0

I know there is RaspberryPI for bare-metal ARM, but wondering if there is an x86-64 machine in which either (a) it has no operating system preinstalled installed, or (b) you can uninstall the operating system and start from scratch with assembly / boot loaders and such to install your own custom operating system (non-linux, from scratch, bare-metal, etc.). I have seen minnowboard, but it seems out of stock and with a lack of support unlike the RaspberryPI, so doesn't seem like a great option atm.

If there is a way to get an x86-64 bare-metal device, wondering where to look to get started. I have seen a few posts saying warning and whatnot, using ChromeBook to delete the operating system. But I don't know enough to determine if that is the correct way you are supposed to get to a bare-metal x86-64 machine. Am interested to know if that is the correct approach, and the warnings are basically just that you won't be able to get your Chrome OS back (which makes sense). The warning makes it seem like you won't at all be able to use the hardware anymore. I wouldn't want to uninstall the OS and then try one time to install a custom OS only to make a mistake and now the hardware is ruined. Please let me know if that is the situation, or if it is more relaxed, and after you uninstall an OS you can try over and over again to debug/install a custom OS without ruining the hardware.

2 Answers2

2

It's very simple and costs nothing : Create an x86 or x64 virtual machine.

The created VM will be bare-metal, and you could have as many as you like in case one is all botched up.

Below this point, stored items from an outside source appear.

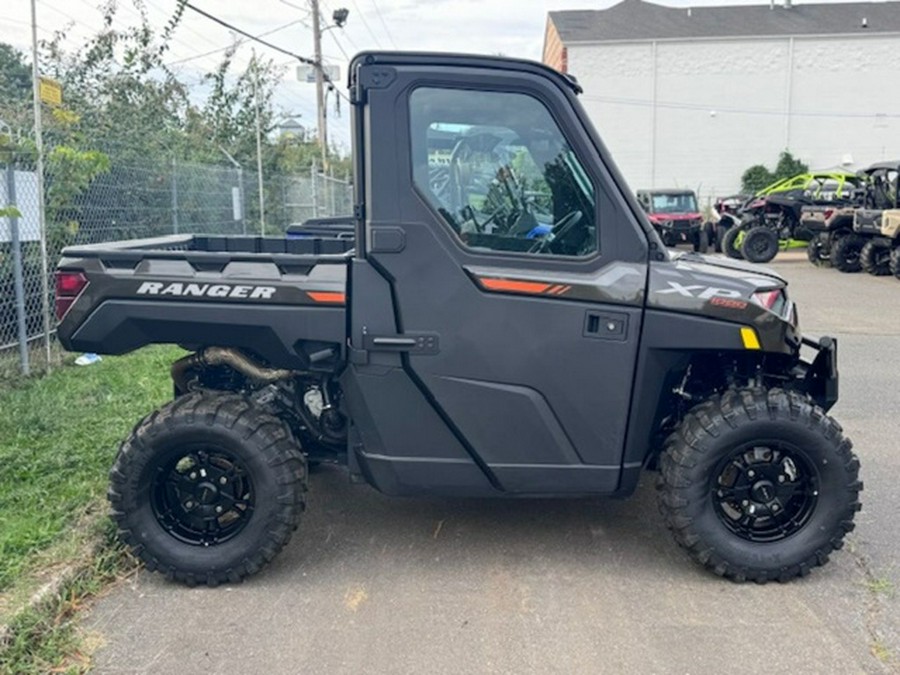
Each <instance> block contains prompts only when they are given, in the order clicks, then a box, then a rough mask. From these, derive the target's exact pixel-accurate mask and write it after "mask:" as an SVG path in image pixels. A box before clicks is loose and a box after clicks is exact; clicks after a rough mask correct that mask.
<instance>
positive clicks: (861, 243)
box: [829, 161, 900, 276]
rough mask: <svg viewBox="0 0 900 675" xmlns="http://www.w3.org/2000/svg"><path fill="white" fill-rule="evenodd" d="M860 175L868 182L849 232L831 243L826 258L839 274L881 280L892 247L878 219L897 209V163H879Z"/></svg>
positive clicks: (855, 211)
mask: <svg viewBox="0 0 900 675" xmlns="http://www.w3.org/2000/svg"><path fill="white" fill-rule="evenodd" d="M860 173H861V174H862V175H865V176H866V177H867V179H868V180H867V186H866V189H865V193H864V196H863V200H862V205H861V208H858V209H856V210H855V211H854V214H853V232H852V233H849V234H846V235H844V236H842V237H840V238H838V239H837V240H836V241H835V242H834V244H833V245H832V248H831V252H830V254H829V257H830V259H831V261H832V265H833V266H834V267H835V268H836V269H838V270H840V271H841V272H859V271H860V270H865V271H866V272H868V273H869V274H872V275H874V276H884V275H887V274H890V273H891V272H890V258H891V249H892V244H891V239H890V238H885V237H884V236H883V235H882V225H883V219H882V216H883V214H884V213H886V212H887V210H888V209H896V208H897V206H898V186H897V183H898V181H897V176H898V174H900V161H891V162H879V163H877V164H873V165H872V166H870V167H869V168H868V169H865V170H864V171H862V172H860Z"/></svg>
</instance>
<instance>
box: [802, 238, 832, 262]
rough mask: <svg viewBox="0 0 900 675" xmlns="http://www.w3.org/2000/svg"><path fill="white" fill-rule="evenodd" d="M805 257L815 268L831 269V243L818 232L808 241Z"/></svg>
mask: <svg viewBox="0 0 900 675" xmlns="http://www.w3.org/2000/svg"><path fill="white" fill-rule="evenodd" d="M806 257H807V258H809V262H811V263H812V264H813V265H815V266H816V267H831V241H830V240H829V238H828V235H827V234H826V233H824V232H819V233H818V234H816V236H814V237H813V238H812V239H811V240H810V242H809V244H808V245H807V247H806Z"/></svg>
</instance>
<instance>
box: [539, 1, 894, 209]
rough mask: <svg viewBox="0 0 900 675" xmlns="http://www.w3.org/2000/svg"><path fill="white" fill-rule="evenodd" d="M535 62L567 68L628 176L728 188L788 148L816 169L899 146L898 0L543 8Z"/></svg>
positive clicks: (737, 183) (797, 155) (888, 154)
mask: <svg viewBox="0 0 900 675" xmlns="http://www.w3.org/2000/svg"><path fill="white" fill-rule="evenodd" d="M543 58H544V62H545V63H547V64H549V65H551V66H553V67H555V68H557V69H558V70H561V71H563V72H568V73H570V74H572V75H574V76H575V77H576V78H577V79H578V81H579V82H580V83H581V85H582V86H583V87H584V94H583V95H582V100H583V103H584V105H585V107H586V108H587V110H588V112H589V113H590V115H591V118H592V120H593V122H594V124H595V125H596V127H597V128H598V129H599V131H600V134H601V136H602V137H603V139H604V141H605V142H606V144H607V145H608V146H609V148H610V149H611V151H612V153H613V155H614V157H615V160H616V162H617V164H618V165H619V168H620V169H621V170H622V171H623V173H624V174H625V177H626V178H627V179H628V182H629V183H630V185H631V187H632V188H633V189H638V188H645V187H686V188H693V189H697V190H699V192H700V194H701V199H702V200H703V201H704V202H705V199H703V198H704V197H706V198H708V197H711V196H715V195H718V196H722V195H725V194H728V193H732V192H736V191H737V190H738V189H739V187H740V177H741V174H742V173H743V172H744V170H745V169H746V168H747V167H749V166H750V165H752V164H765V165H766V166H768V167H769V168H774V165H775V163H776V161H777V158H778V154H779V153H780V152H781V151H782V150H784V149H788V150H790V152H792V153H793V154H794V156H795V157H797V158H799V159H801V160H803V161H805V162H806V163H807V164H809V165H810V167H811V168H813V169H824V168H833V167H839V166H842V165H843V166H847V167H848V168H854V169H855V168H858V167H860V166H863V165H866V164H869V163H872V162H875V161H879V160H883V159H894V158H900V2H860V3H838V4H799V5H798V4H794V5H791V4H790V2H789V0H788V1H787V2H786V4H784V5H774V4H773V5H744V6H730V7H694V8H689V9H688V8H672V7H665V6H662V5H657V4H653V3H650V2H644V1H643V0H624V1H623V2H620V3H619V4H617V5H614V6H613V7H610V8H609V9H606V10H578V11H562V12H551V13H550V14H549V15H548V18H547V27H546V32H545V36H544V57H543Z"/></svg>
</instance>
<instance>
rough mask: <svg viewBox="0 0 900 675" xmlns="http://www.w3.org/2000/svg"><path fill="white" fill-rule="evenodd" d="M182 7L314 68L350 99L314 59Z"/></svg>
mask: <svg viewBox="0 0 900 675" xmlns="http://www.w3.org/2000/svg"><path fill="white" fill-rule="evenodd" d="M184 6H185V7H186V8H188V9H190V10H192V11H194V12H196V13H197V14H199V15H201V16H204V17H206V18H207V19H209V20H210V21H213V22H215V23H217V24H219V25H220V26H224V27H225V28H227V29H228V30H232V31H234V32H235V33H237V34H238V35H243V36H244V37H245V38H247V39H248V40H252V41H253V42H257V43H259V44H261V45H263V46H264V47H268V48H269V49H272V50H274V51H276V52H279V53H280V54H284V55H286V56H290V57H291V58H294V59H297V60H298V61H299V62H300V63H304V64H306V65H308V66H313V67H314V68H318V69H319V70H320V71H321V72H322V76H323V77H324V78H325V81H326V82H328V83H329V84H330V85H331V86H332V87H333V88H334V91H335V92H337V94H338V96H340V97H341V98H343V99H344V100H346V101H347V102H348V103H349V102H350V98H349V97H348V96H347V95H346V94H345V93H344V92H342V91H341V90H340V89H338V88H337V86H336V85H335V83H334V81H333V80H332V79H331V78H330V77H328V75H327V74H326V73H325V69H324V68H322V64H321V63H317V62H316V61H315V60H314V59H308V58H306V57H305V56H300V55H299V54H295V53H294V52H291V51H288V50H287V49H283V48H281V47H279V46H277V45H273V44H272V43H271V42H267V41H266V40H262V39H260V38H258V37H256V36H255V35H251V34H250V33H248V32H247V31H245V30H243V29H241V28H238V27H237V26H235V25H234V24H230V23H228V22H227V21H224V20H223V19H220V18H219V17H217V16H213V15H212V14H210V13H209V12H205V11H203V10H202V9H200V8H199V7H195V6H194V5H192V4H191V3H189V2H185V3H184Z"/></svg>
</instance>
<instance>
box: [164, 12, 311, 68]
mask: <svg viewBox="0 0 900 675" xmlns="http://www.w3.org/2000/svg"><path fill="white" fill-rule="evenodd" d="M298 23H303V24H305V22H304V20H303V19H297V20H295V21H291V22H290V23H286V24H284V25H283V26H278V27H277V28H273V29H272V30H267V31H265V32H263V33H257V34H256V39H259V38H261V37H265V36H266V35H272V33H277V32H278V31H281V30H284V29H285V28H290V27H291V26H296V25H297V24H298ZM243 42H244V40H238V41H237V42H236V43H235V44H233V45H228V46H227V47H219V48H217V49H213V50H210V51H208V52H204V53H203V54H196V55H194V56H188V57H186V58H183V59H178V60H177V61H169V62H168V63H166V65H167V66H175V65H178V64H179V63H187V62H188V61H193V60H195V59H202V58H203V57H205V56H212V55H213V54H218V53H219V52H224V51H225V50H226V49H230V48H231V47H236V46H238V45H240V44H242V43H243Z"/></svg>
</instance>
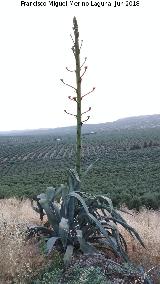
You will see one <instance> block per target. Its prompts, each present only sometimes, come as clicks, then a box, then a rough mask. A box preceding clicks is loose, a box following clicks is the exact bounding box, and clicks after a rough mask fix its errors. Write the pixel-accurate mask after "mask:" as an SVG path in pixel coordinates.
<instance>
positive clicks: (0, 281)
mask: <svg viewBox="0 0 160 284" xmlns="http://www.w3.org/2000/svg"><path fill="white" fill-rule="evenodd" d="M131 213H133V216H130V215H128V214H125V213H123V215H124V218H125V220H126V221H127V222H128V223H129V224H130V225H131V226H132V227H134V228H135V229H136V230H137V231H138V233H139V234H140V236H141V237H142V239H143V241H144V243H145V245H146V249H144V248H143V247H141V246H140V244H139V243H138V242H137V241H136V240H133V239H132V238H131V237H130V235H129V234H128V233H127V232H126V231H125V230H123V228H120V230H121V231H122V233H123V235H124V236H125V239H126V240H127V243H128V252H129V256H130V258H131V260H132V261H133V262H134V263H136V264H141V265H143V266H144V267H145V269H146V270H149V269H151V268H154V267H155V266H158V265H160V212H155V211H148V210H146V209H143V210H142V211H141V212H140V213H136V212H134V211H132V212H131ZM121 214H122V213H121ZM38 223H40V221H39V216H38V215H37V213H36V212H34V211H33V209H32V208H31V206H30V201H29V200H26V201H22V202H20V201H19V200H17V199H15V198H12V199H7V200H0V260H1V261H0V283H1V284H9V283H13V281H14V283H21V284H23V283H24V284H25V283H27V280H28V279H31V277H33V276H35V275H37V273H38V272H39V271H40V269H41V268H42V267H43V266H44V265H45V261H46V260H45V258H44V256H43V255H42V254H41V253H40V251H39V248H38V246H37V244H36V242H34V241H28V242H26V240H25V230H26V228H27V226H28V225H33V224H38ZM153 270H154V269H153Z"/></svg>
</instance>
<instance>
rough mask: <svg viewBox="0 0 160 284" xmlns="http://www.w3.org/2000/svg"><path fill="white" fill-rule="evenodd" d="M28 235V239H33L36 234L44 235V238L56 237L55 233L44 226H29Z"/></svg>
mask: <svg viewBox="0 0 160 284" xmlns="http://www.w3.org/2000/svg"><path fill="white" fill-rule="evenodd" d="M27 234H28V237H31V236H33V235H35V234H37V235H42V236H49V237H54V236H55V233H54V231H53V230H51V229H48V228H46V227H43V226H29V227H27Z"/></svg>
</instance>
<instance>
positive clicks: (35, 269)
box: [0, 198, 44, 284]
mask: <svg viewBox="0 0 160 284" xmlns="http://www.w3.org/2000/svg"><path fill="white" fill-rule="evenodd" d="M37 221H38V222H39V219H38V216H37V214H36V213H35V212H34V211H33V209H32V208H31V206H30V202H29V201H28V200H27V201H22V202H20V201H18V200H16V199H13V198H12V199H8V200H0V260H1V261H0V283H1V284H2V283H13V280H14V283H26V281H27V279H29V278H30V277H32V276H33V275H34V274H35V273H36V271H37V270H38V269H39V268H40V267H41V265H42V264H43V262H44V258H43V256H41V255H40V253H39V251H38V248H37V247H36V244H35V243H33V242H32V243H31V242H28V243H26V241H25V235H24V232H25V230H26V228H27V225H28V224H36V223H37Z"/></svg>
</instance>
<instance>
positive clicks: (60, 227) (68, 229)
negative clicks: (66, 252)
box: [59, 217, 69, 248]
mask: <svg viewBox="0 0 160 284" xmlns="http://www.w3.org/2000/svg"><path fill="white" fill-rule="evenodd" d="M68 234H69V224H68V219H66V218H63V217H62V219H61V222H60V223H59V236H60V238H61V241H62V244H63V246H64V248H65V247H66V245H67V240H68Z"/></svg>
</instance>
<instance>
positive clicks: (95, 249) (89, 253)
mask: <svg viewBox="0 0 160 284" xmlns="http://www.w3.org/2000/svg"><path fill="white" fill-rule="evenodd" d="M76 233H77V238H78V241H79V243H80V249H81V251H82V252H83V253H84V254H92V255H94V254H98V251H97V250H96V249H95V247H94V246H93V245H91V244H90V243H89V242H86V241H85V239H84V238H83V235H82V230H76Z"/></svg>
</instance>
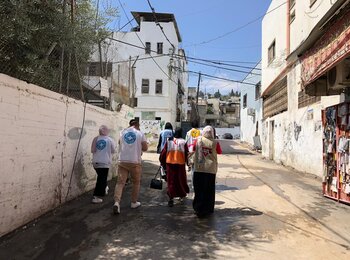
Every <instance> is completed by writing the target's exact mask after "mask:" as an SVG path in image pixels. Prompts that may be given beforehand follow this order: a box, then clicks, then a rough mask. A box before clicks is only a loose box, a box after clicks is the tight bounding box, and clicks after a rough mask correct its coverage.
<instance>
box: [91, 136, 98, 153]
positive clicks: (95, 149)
mask: <svg viewBox="0 0 350 260" xmlns="http://www.w3.org/2000/svg"><path fill="white" fill-rule="evenodd" d="M96 142H97V136H96V137H95V138H94V140H92V144H91V153H96Z"/></svg>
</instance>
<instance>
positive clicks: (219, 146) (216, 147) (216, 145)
mask: <svg viewBox="0 0 350 260" xmlns="http://www.w3.org/2000/svg"><path fill="white" fill-rule="evenodd" d="M216 153H217V154H222V149H221V146H220V143H219V142H217V143H216Z"/></svg>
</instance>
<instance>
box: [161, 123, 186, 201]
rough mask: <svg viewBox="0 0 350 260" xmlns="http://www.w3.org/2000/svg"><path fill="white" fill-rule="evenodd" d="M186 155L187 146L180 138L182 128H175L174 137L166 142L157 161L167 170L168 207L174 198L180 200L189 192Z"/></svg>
mask: <svg viewBox="0 0 350 260" xmlns="http://www.w3.org/2000/svg"><path fill="white" fill-rule="evenodd" d="M187 155H188V148H187V144H186V141H185V140H184V139H183V138H182V128H176V130H175V133H174V138H173V139H171V140H168V141H167V142H166V144H165V146H164V149H163V150H162V152H161V154H160V156H159V161H160V163H161V165H162V166H163V167H164V169H166V172H167V183H168V192H167V193H168V196H169V202H168V205H169V207H172V206H174V198H176V197H179V198H180V199H181V200H182V199H183V198H185V197H186V196H187V194H188V193H189V192H190V189H189V187H188V185H187V177H186V167H185V165H186V163H187Z"/></svg>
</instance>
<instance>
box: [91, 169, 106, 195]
mask: <svg viewBox="0 0 350 260" xmlns="http://www.w3.org/2000/svg"><path fill="white" fill-rule="evenodd" d="M108 170H109V168H95V171H96V173H97V181H96V186H95V190H94V196H98V197H102V196H105V195H106V186H107V177H108Z"/></svg>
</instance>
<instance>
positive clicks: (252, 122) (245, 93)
mask: <svg viewBox="0 0 350 260" xmlns="http://www.w3.org/2000/svg"><path fill="white" fill-rule="evenodd" d="M243 82H245V83H249V85H248V84H241V85H240V89H241V107H240V108H241V117H240V119H241V133H240V138H241V140H242V141H244V142H247V143H249V144H251V145H252V146H254V147H256V148H257V149H261V142H260V136H261V128H262V127H261V125H262V99H261V97H260V95H261V62H259V63H258V64H257V65H256V66H255V68H254V69H252V71H251V72H250V73H249V74H248V75H247V76H246V78H245V79H244V80H243Z"/></svg>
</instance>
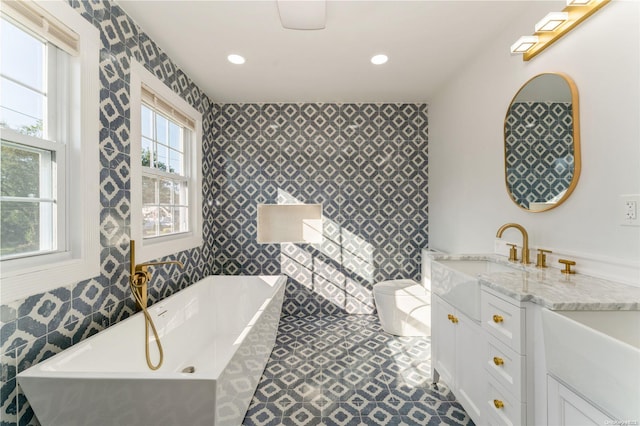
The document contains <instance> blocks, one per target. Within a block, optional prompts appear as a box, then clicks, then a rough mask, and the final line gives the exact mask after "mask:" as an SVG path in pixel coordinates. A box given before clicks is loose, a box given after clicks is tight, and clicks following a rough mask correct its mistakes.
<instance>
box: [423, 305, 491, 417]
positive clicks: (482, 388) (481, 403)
mask: <svg viewBox="0 0 640 426" xmlns="http://www.w3.org/2000/svg"><path fill="white" fill-rule="evenodd" d="M431 297H432V317H431V321H432V331H431V335H432V339H431V341H432V360H431V361H432V365H433V369H434V375H433V377H434V381H438V379H440V380H442V381H443V382H445V383H446V384H447V385H448V386H449V387H450V388H451V390H452V391H453V393H454V394H455V395H456V397H457V398H458V400H459V401H460V403H461V404H462V406H463V407H464V408H465V410H466V411H467V414H468V415H469V417H471V419H472V420H473V421H474V423H476V424H482V421H481V419H482V417H481V411H482V410H483V409H484V407H483V406H482V401H483V395H484V393H485V390H484V387H485V384H486V379H485V375H484V374H482V371H483V365H482V361H483V359H482V358H481V357H479V356H478V353H479V352H480V351H482V348H484V345H485V338H484V333H483V332H482V328H481V327H480V324H478V323H477V322H475V321H473V320H472V319H470V318H469V317H467V316H466V315H465V314H464V313H462V312H461V311H460V310H458V309H456V308H454V307H453V306H452V305H450V304H449V303H447V302H445V301H444V300H443V299H442V298H440V297H439V296H437V295H434V294H432V296H431Z"/></svg>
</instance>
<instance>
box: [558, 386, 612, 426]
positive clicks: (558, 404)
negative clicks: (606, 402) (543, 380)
mask: <svg viewBox="0 0 640 426" xmlns="http://www.w3.org/2000/svg"><path fill="white" fill-rule="evenodd" d="M547 384H548V388H547V398H548V405H547V423H548V424H549V425H555V426H589V425H593V426H602V425H607V424H611V425H612V424H616V423H617V422H615V421H614V419H612V418H611V417H609V416H608V415H607V414H605V413H603V412H602V411H600V410H598V409H597V408H596V407H595V406H594V405H593V404H591V403H590V402H588V401H587V400H585V399H584V398H582V397H581V396H580V395H578V394H577V393H575V392H573V391H572V390H570V389H569V388H567V387H565V386H564V385H562V384H561V383H560V382H558V381H557V380H556V379H554V378H553V377H551V376H548V381H547ZM618 423H619V422H618Z"/></svg>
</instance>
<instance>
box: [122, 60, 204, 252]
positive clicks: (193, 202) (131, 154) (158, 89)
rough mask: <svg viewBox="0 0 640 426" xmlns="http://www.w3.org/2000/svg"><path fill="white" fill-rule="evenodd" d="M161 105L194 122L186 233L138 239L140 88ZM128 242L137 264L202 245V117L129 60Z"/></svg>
mask: <svg viewBox="0 0 640 426" xmlns="http://www.w3.org/2000/svg"><path fill="white" fill-rule="evenodd" d="M143 84H144V85H145V86H146V87H147V88H148V89H150V90H151V91H152V92H153V93H155V94H156V95H157V96H158V97H160V98H161V99H162V100H163V101H164V102H168V103H169V104H171V106H172V107H173V108H175V109H176V110H177V111H178V112H180V113H181V114H182V115H184V116H186V117H189V118H190V119H191V120H193V121H194V122H195V128H194V130H193V132H190V133H192V141H191V144H190V146H189V149H188V150H187V152H186V153H185V155H188V156H189V159H188V161H187V163H188V165H189V167H190V170H187V171H186V172H187V174H188V178H189V184H188V188H189V231H188V232H182V233H177V234H171V235H167V236H159V237H153V238H147V239H144V238H143V237H142V235H143V234H142V164H141V162H142V148H141V140H142V129H141V108H142V85H143ZM130 105H131V146H130V155H131V239H133V240H136V258H137V259H138V260H139V261H140V262H147V261H150V260H154V259H158V258H161V257H165V256H168V255H171V254H175V253H177V252H180V251H183V250H188V249H191V248H194V247H200V246H202V242H203V239H202V114H201V113H200V112H198V111H197V110H196V109H195V108H193V107H192V106H191V105H189V104H188V103H187V102H186V101H185V100H184V99H182V98H181V97H180V96H179V95H178V94H176V93H175V92H174V91H173V90H171V89H170V88H169V87H167V86H166V85H165V84H164V83H163V82H162V81H160V80H159V79H158V78H157V77H156V76H154V75H153V74H151V73H150V72H149V71H147V70H146V69H145V68H144V66H142V65H141V64H140V63H139V62H137V61H135V60H133V59H132V60H131V78H130Z"/></svg>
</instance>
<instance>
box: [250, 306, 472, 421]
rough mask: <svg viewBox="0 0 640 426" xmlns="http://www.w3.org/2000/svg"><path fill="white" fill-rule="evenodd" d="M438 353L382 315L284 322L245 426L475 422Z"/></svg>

For almost all purposes a VM is indistinguishable from a physical computer. Most computer centers have given up long ago on physical for a reason. Physical is only required for hardware experiments, and for that there are simpler and cheaper solutions than buying up a whole computer.

For example, you could get as low as US$15 with the Intel Quark™ D2000 Microcontroller Developer Kit. This super-cheap development board is Intel's answer to the Arduino. It comes with GCC, Intel Integrated Performance Primitives for Microcontrollers, the Board Support Package for the Intel Quark Microcontroller Software Interface and sample applications.

image

harrymc
  • 498,455
1

What you are describing is possible with any standard x86 computer.

The warnings you're seeing about Chromebook hardware are specific to that system, which is not a standard x86 platform.